How can a tree cut down centuries ago could still be alive? Without leaves, a tree is unable to perform photosynthesis, which is how it converts sunlight into sugar for sustenance. The ancient tree was clearly receiving nutrients in some other way — for hundreds of years.
Beneath the mystery lay a fascinating frontier of scientific research, which would eventually reveal that this tree was not unique in its assisted living. Neighboring trees, scientists found, help each other through their root systems — either directly, by intertwining their roots, or indirectly, by growing fungal networks around the roots that serve as a sort of extended nervous system connecting separate trees. If this weren’t remarkable enough, these arboreal mutualities are even more complex — trees appear able to distinguish their own roots from those of other species and even of their own relatives. 

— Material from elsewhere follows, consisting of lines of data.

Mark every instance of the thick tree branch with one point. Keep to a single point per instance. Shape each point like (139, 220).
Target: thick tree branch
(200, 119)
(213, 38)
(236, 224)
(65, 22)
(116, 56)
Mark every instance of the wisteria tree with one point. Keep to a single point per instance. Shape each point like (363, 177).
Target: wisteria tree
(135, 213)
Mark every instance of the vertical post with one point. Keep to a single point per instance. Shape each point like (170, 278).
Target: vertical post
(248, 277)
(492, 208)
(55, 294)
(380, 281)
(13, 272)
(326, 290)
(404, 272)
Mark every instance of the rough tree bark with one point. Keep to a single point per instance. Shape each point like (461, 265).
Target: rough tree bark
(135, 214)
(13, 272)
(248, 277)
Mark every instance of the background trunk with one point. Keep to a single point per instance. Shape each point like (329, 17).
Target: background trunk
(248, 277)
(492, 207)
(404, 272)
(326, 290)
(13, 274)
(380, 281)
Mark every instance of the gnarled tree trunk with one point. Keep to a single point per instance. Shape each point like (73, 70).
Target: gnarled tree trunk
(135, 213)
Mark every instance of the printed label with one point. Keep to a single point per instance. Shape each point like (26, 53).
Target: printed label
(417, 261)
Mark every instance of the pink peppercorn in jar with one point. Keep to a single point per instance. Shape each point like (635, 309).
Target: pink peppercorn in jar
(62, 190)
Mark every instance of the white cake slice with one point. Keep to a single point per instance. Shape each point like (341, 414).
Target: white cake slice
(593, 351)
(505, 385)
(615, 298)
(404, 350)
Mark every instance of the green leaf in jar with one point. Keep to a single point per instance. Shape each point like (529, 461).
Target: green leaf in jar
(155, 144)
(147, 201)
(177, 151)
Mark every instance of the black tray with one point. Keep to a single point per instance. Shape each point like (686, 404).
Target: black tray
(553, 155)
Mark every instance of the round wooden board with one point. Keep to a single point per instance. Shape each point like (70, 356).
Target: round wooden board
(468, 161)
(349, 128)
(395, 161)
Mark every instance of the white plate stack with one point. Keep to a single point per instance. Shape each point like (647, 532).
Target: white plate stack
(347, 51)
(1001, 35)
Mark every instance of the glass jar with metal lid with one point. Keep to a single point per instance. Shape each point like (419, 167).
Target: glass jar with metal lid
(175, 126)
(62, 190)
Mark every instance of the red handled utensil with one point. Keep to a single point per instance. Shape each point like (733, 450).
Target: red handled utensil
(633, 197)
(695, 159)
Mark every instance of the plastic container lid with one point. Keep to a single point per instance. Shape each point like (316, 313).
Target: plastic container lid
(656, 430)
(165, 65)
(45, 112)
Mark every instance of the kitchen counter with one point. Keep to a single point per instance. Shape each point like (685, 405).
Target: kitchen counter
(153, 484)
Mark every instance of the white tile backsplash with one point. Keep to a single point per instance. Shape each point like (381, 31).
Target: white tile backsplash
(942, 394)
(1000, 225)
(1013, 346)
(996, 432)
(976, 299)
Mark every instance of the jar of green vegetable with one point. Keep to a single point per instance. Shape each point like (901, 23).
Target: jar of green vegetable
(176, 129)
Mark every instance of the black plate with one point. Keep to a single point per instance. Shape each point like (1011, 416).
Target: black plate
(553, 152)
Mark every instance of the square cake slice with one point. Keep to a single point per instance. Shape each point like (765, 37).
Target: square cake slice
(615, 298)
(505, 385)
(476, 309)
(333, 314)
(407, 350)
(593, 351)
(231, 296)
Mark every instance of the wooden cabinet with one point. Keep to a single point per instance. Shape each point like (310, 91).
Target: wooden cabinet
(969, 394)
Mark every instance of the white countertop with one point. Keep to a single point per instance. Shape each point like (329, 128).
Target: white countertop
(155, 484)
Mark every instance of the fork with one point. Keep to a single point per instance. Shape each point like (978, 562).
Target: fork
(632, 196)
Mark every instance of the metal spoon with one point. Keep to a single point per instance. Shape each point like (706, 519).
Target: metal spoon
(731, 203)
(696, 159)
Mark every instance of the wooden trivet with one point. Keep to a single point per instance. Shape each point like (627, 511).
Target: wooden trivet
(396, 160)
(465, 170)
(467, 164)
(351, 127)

Art by Judith Clay from Thea’s Tree
Wohlleben ponders this astonishing sociality of trees, abounding with wisdom about what makes strong human communities and societies:
Why are trees such social beings? Why do they share food with their own species and sometimes even go so far as to nourish their competitors? The reasons are the same as for human communities: there are advantages to working together. A tree is not a forest. On its own, a tree cannot establish a consistent local climate. It is at the mercy of wind and weather. But together, many trees create an ecosystem that moderates extremes of heat and cold, stores a great deal of water, and generates a great deal of humidity. And in this protected environment, trees can live to be very old. To get to this point, the community must remain intact no matter what. If every tree were looking out only for itself, then quite a few of them would never reach old age. Regular fatalities would result in many large gaps in the tree canopy, which would make it easier for storms to get inside the forest and uproot more trees. The heat of summer would reach the forest floor and dry it out. Every tree would suffer. 
Every tree, therefore, is valuable to the community and worth keeping around for as long as possible. And that is why even sick individuals are supported and nourished until they recover. Next time, perhaps it will be the other way round, and the supporting tree might be the one in need of assistance.
[…]
A tree can be only as strong as the forest that surrounds it.
One can’t help but wonder whether trees are so much better equipped at this mutual care than we are because of the different time-scales on which our respective existences play out. Is some of our inability to see this bigger picture of shared sustenance in human communities a function of our biological short-sightedness? Are organisms who live on different time scales better able to act in accordance with this grander scheme of things in a universe that is deeply interconnected?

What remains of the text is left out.